Many applications — including big data analytics, information retrieval, gene expression analysis, and numerical weather prediction – require the solution of large, dense singular value decomposition (SVD). The size of matrices used in many of these applications is becoming too large to fit into into a computer’s main memory at one time, and the traditional SVD algorithms that require all the matrix components to be loaded into memory before computation starts cannot be used directly. Moving data (communication) between levels of memory hierarchy and the disk exposes extra challenges to design SVD for such big matrices because of the exponential growth in the gap between floating-point arithmetic rate and bandwidth for many different storage devices on modern high performance computers. In this dissertation, we have analyzed communication overhead on hierarchical memory systems and disks for SVD algorithms and designed communication-avoiding (CA) Out of Memory (OOM) SVD algorithms. By Out of Memory we mean that the matrix is too big to fit in the main memory and therefore must reside in external or internal storage. We have studied communication overhead for classical one-stage blocked SVD and two-stage tiled SVD algorithms and proposed our OOM SVD algorithm, which reduces the communication cost. We have presented theoretical analysis and strategies to design CA OOM SVD algorithms, developed optimized implementation of CA OOM SVD for multicore architecture, and presented its performance results.

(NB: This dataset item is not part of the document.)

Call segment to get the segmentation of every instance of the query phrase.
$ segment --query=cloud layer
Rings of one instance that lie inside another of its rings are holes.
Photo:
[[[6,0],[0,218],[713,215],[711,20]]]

When matrices are tall, performance of OOM SVD can be improved significantly by carrying out QR decomposition on the original matrix in the first place. The upper triangular matrix generated by QR decomposition may fit in the main memory, and in-core SVD can be used efficiently. Even if the upper triangular matrix does not fit in the main memory, OOM SVD will work on a smaller matrix. That is why we have analyzed communication reduction for OOM QR algorithm, implemented optimized OOM tiled QR for multicore systems and showed performance improvement of OOM SVD algorithms for tall matrices.

Subjects

SVD

Bidiagonal

Band

out of memory

QR

tiled algorithm

Disciplines
Numerical Analysis and Scientific Computing
Degree
Doctor of Philosophy
Major
Computer Science
Embargo Date
January 1, 2011
File(s)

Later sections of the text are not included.